We take diagnostic labels and manuals as if they were “etched in stone.” We often think that there exists an authoritative force, an all-knowing omnipotent being (or group of beings) that actually know how to classify mental health disorders. However, the classification of disorders is a very difficult process and we cannot simply blame the DSM committees.
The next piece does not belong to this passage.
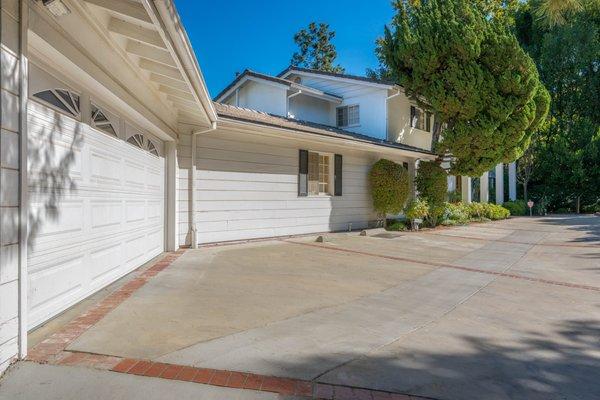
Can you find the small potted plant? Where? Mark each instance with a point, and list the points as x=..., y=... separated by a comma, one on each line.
x=416, y=211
It is interesting to note that the National Institute of Mental Health (NIMH) parted ways with the DSM during its last revision. The NIMH has been working on a more process-based way of diagnosis. This effort is titled the Research Domain Criteria (RDoC) and includes various domains including the cognitive, regulatory, and sensorimotor systems to name a few. The RDoC integrates modern neuroscience and genetics as well. It is a less biased and perhaps biasing system. Yet, it is very complicated to create, maintain, and use. While the NIMH awards grants on the basis of the RDoc, we still rely on the DSM-5.
The differentiation of misophonia as a neurological rather than psychiatric disorder is important to those who have the disorder and to those who research and treat it. It is possible that the next DSM edition might have room for these distinctions. Yet, this is still an unknown and something we all need to be aware of.